Die ersten Tage unserer kleinen Asienreise

Los ging es mit unserer ersten Camping-Nacht am Neusiedlersee in Österreich. Nach dem Ausfüllen unzähliger Formulare konnten wir die erste Nacht in einem klar abgegrenzten Areal in spiessiger Freiheit verbringen.

Für uns eine erste gute Übung: der erst einmal geprobte Aufbau, klappte in ca. 45 Minuten vom Parken, bis Zelt und Dachzelt steht, Kocher funktionieren, Tisch ist gedeckt 😉
Jeder hatte seine Aufgabe und jede Aufgabe wurde prompt gelöst.

Erste Nacht am Neusiedlersee auf einem Campingplatz mit angeschlossenem Schwimmbad (was sich wiederholen sollte)

Der Abbau morgens ging ebenfalls gut von der Hand und so sind wir in wenigen Stunden durch Ungarn gezischt (haben wir leider nicht wirklich gewürdigt) um in Rumänien einen ersten etwas natürlicheren Campingplatz zu finden.

Das Land auf der Durchfahrt bis dahin war genial und der Camping-Platz in einer kleinen Gemeinde enttäuschte uns ebenso wenig.

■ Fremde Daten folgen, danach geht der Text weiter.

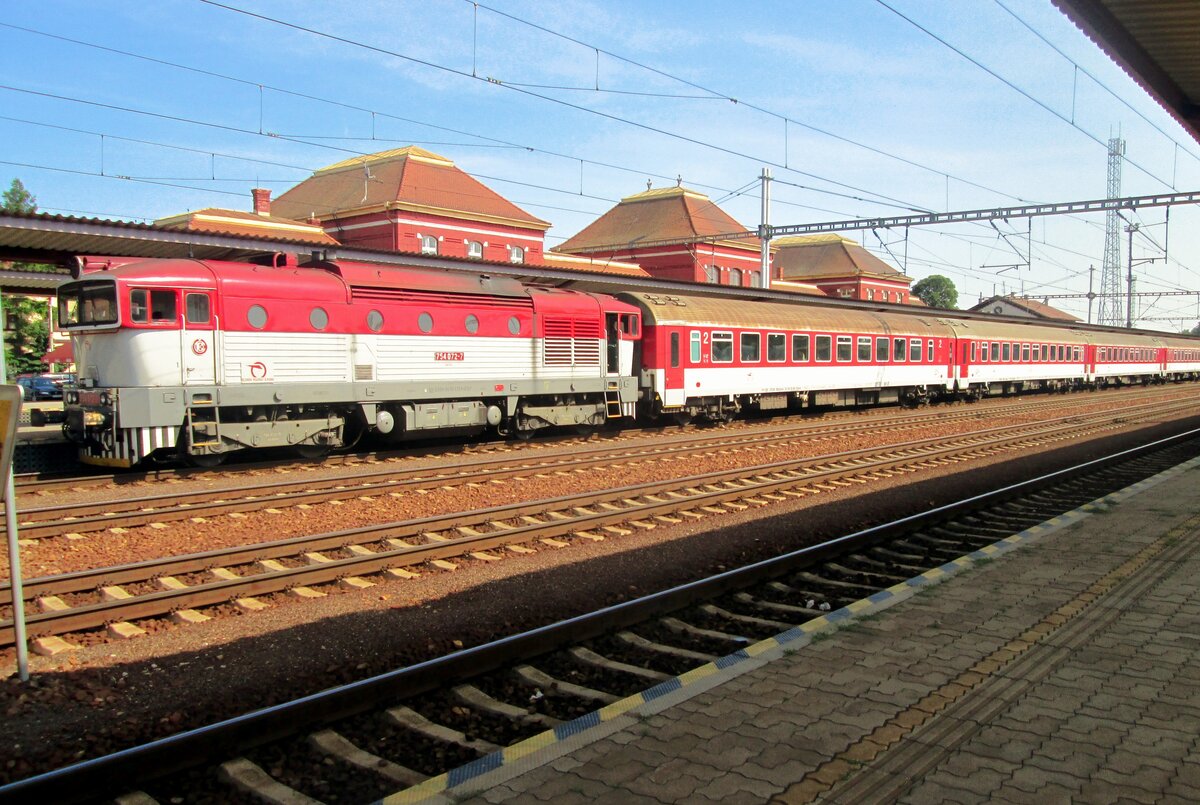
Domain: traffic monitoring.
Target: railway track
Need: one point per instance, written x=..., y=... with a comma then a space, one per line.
x=359, y=558
x=34, y=484
x=131, y=511
x=382, y=734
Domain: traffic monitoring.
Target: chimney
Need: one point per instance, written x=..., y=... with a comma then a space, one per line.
x=262, y=200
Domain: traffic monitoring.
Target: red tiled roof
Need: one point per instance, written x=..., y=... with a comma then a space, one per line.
x=408, y=178
x=235, y=222
x=813, y=257
x=1039, y=310
x=658, y=216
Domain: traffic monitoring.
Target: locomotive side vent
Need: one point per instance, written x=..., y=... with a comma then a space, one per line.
x=571, y=342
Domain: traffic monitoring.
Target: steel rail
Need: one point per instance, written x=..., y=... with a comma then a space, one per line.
x=81, y=517
x=689, y=493
x=213, y=743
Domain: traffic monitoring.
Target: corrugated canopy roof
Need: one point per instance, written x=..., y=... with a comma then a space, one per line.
x=1155, y=41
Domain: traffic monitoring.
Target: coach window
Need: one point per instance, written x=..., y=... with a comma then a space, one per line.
x=825, y=348
x=162, y=306
x=196, y=307
x=801, y=349
x=751, y=347
x=723, y=347
x=845, y=348
x=777, y=347
x=256, y=317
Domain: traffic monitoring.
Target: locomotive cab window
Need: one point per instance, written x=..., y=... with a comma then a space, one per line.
x=153, y=306
x=723, y=347
x=196, y=308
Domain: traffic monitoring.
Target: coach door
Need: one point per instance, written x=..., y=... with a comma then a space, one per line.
x=198, y=338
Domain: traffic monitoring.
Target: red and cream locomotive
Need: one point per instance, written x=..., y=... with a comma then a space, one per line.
x=198, y=359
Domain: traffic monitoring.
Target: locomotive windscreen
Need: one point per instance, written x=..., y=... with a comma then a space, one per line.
x=87, y=302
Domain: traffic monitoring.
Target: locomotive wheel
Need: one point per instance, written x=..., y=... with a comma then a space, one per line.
x=205, y=460
x=311, y=451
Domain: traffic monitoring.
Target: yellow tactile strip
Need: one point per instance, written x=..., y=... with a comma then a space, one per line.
x=901, y=725
x=545, y=746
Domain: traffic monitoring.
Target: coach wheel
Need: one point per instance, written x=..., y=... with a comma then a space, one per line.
x=311, y=451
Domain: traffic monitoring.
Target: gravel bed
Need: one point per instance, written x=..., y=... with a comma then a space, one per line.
x=117, y=694
x=60, y=554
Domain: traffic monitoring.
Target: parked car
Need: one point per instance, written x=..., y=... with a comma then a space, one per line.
x=40, y=388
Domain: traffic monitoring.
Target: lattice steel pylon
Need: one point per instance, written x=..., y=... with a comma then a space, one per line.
x=1111, y=312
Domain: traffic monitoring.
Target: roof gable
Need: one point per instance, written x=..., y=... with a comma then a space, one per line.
x=408, y=179
x=671, y=215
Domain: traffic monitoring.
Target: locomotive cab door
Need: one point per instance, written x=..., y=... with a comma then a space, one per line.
x=198, y=338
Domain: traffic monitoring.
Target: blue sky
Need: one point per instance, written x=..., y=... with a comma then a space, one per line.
x=883, y=118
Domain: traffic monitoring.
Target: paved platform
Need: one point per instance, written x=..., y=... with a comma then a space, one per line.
x=1067, y=670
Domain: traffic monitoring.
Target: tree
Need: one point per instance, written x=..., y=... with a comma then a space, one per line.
x=28, y=328
x=18, y=199
x=936, y=292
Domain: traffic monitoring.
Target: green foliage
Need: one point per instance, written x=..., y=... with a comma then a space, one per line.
x=28, y=334
x=936, y=292
x=18, y=199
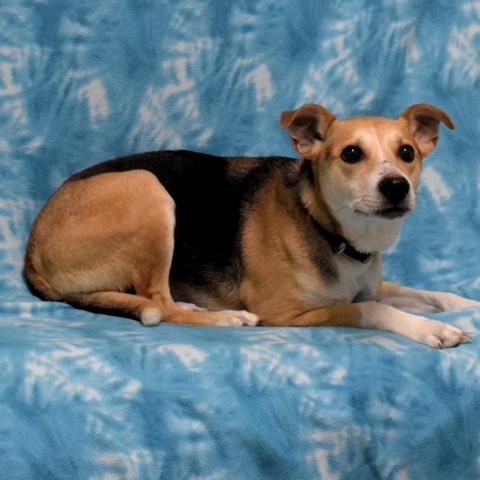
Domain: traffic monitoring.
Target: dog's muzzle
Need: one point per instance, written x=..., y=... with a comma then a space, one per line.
x=395, y=191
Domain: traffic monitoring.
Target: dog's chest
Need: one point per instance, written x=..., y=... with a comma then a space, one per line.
x=354, y=282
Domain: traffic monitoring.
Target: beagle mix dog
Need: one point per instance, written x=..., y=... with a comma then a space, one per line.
x=185, y=237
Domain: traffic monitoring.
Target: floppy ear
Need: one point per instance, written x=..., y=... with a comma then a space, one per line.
x=424, y=122
x=307, y=127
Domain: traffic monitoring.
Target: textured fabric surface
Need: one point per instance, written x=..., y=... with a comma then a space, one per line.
x=97, y=397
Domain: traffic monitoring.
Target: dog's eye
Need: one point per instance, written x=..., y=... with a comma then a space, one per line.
x=407, y=153
x=352, y=154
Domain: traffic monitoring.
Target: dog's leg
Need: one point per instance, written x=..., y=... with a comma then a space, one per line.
x=114, y=233
x=411, y=299
x=383, y=317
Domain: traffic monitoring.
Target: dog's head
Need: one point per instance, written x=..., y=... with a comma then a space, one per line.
x=367, y=168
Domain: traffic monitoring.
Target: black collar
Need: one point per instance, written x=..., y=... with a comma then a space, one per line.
x=340, y=246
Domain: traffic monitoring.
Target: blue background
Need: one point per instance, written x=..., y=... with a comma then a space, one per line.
x=87, y=396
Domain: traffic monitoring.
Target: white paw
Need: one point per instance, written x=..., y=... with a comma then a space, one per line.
x=151, y=317
x=191, y=307
x=238, y=318
x=443, y=335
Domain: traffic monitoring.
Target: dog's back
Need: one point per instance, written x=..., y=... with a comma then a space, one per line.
x=212, y=196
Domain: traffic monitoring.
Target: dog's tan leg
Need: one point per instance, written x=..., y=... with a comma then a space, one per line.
x=105, y=235
x=414, y=300
x=384, y=317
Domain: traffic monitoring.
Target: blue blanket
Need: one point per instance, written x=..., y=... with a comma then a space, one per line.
x=91, y=396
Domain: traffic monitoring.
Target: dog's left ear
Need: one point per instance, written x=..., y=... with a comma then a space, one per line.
x=424, y=122
x=307, y=127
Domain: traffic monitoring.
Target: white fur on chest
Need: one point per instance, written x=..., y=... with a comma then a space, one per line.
x=355, y=282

Abendessen während Gewitter in der direkten Nachbarschaft

Eigentlich war es ein Camping-Platz, irgendwie aber wohl auch einer der letzten Aussenposten der Zivilisation: Frösche die ganze Nacht sind wir ja schon aus Rudelzhausen gewöhnt, dann aber Hähne die anscheinend durch die Zeitverschiebung das Morgengrauen jede Stunde rund um die Uhr neu erleben und Hunde die Nachts wach werden um unseren Abfalls zu essen…

Wir sind mit der Sonne ins Bett gegangen und mit ihr aufgestanden. Der Schlaf hat also trotz Gequake, Gebell, Gekrähe, und dem Krachen von Knochen locker gereicht.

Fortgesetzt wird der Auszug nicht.